本書の評価できる点は、若手の研究者とはいえ、生産管理学会の評議員だけあって、製造業の経営や生産管理、QCサークルの展開に関しては知識が深くて詳しいこと。そして、著者自身の主張(日本式経営の概念化)と経営理論をわかりやすく紹介する力量は高く評価できる思う。
しかし、本の表題(+日本式経営の逆襲)で読者に伝えようとしている印象は、部分的に的が外れているようにも感じた。元学者だったひとりの読み手としては、タイトルにある『日本企業はなぜ「強み」を捨てるのか』は内容と齟齬があるように思う。

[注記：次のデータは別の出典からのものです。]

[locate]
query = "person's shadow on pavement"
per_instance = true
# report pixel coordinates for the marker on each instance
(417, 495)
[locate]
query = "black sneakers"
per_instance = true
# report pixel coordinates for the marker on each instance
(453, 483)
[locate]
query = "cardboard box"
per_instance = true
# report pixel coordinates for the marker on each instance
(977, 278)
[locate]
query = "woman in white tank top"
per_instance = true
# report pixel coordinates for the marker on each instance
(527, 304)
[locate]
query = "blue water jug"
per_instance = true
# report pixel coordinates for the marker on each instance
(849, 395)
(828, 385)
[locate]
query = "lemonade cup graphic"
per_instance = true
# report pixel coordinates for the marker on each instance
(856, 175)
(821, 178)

正確には、「日本の経営学者は、なぜ日本式経営の「強み」をコンセプト化して、堂々と世界に伝えることができていないのか」が適切なタイトルではなかろうか。課題は、日本企業の実践にあるのではなく、それをうまく概念化できない研究者の側に責任があるという意味である。
換言すると、日本企業の強みを「コンセプト」として抽象化できていない研究者こそが、責めを負うべきである(ただし、故野中郁次郎教授や竹内弘高教授、藤本隆宏教授などを除く)。

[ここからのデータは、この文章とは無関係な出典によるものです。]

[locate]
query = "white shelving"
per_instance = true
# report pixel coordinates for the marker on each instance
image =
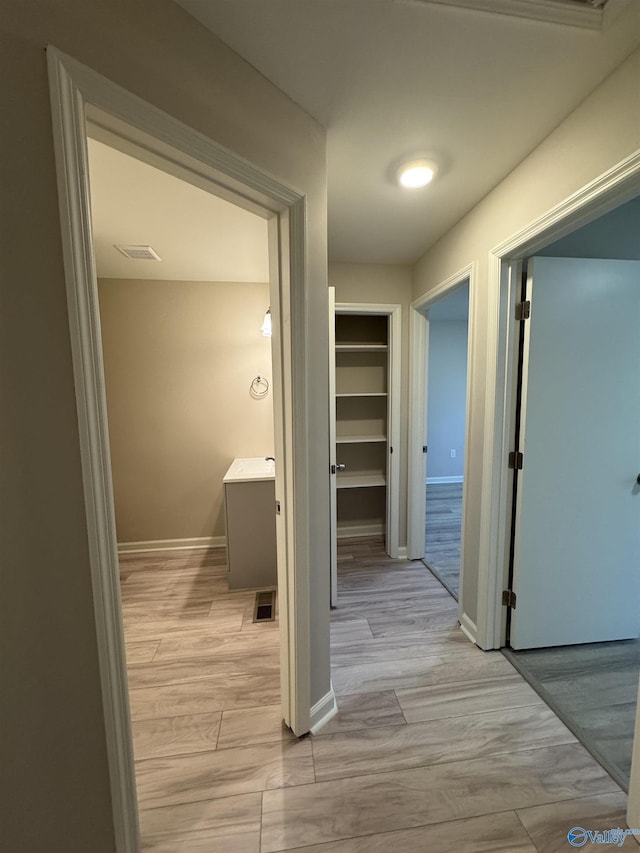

2000年代に入って以降、日本の経済が停滞しているとはいえ、有力な日本企業のパフォーマンスが著しく低下したとは言えない。国力と企業の業績はまた別物である。真の犯人は、日本企業そのものではない。
もっとも著者の主張の一部は、正しいのかもしれない。そうであれば、全体の論理展開の中に、製造業以上に、小売業やサービス業のイノベーションが含まれるべきである。いまやGDPの半分以上を占める小売サービス業は、外資の日本進出に対しては相対的にはかなり優勢な立場にある。
この間、際立ったビジネスの改善と革新は、実のところは第3次産業の分野で進行しているのである。この国のKAIZENの現場は、21世紀に入って大きく変化しているのである。本書で取り上げられている事例は、ものづくり分野(第2次産業)に集中している。それは、ほぼ2000年までに起こったイノベーションの残り火である。

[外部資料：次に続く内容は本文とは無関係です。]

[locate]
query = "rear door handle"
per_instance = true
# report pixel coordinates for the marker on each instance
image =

そして、これから来るのは、遅れてやってくる農業分野(第1産業)で起こるKAIZEN運動とイノベーションである。それは近々、まちがいなくやってくるだろう。
さらに言えば、著者の理論構築のためには、日本の企業が海外で実践しているビジネス移転の現場に範を求めるべきではなかろうか? エージェントモデルを使って、コンピュータ・シミュレーションをしている場合ではない(第5章)。もっと現場で起こっていることを、身体を使って観察してみるべきだろう。
日本が強みとする自動車産業や産業機器メーカーだけではなく、同じメーカー群でも食品加工業や、それと事業的には川下に当たる、流通・飲食業の優れた実践のケースを紹介した方が、著者の主張に真実味が加わるように思う。
著者の研究歴は長いが、経営実務や現場観察で経験不足の感が免れなかった。抽象的な議論の欠点は、企業経営の現場を歩くことでしか補えない。理論と実践のバランスが、筆者には求められているうように思う。そうでない若手の研究者もいるが、わたしが第4章以降に感じた不満は、その点だろう。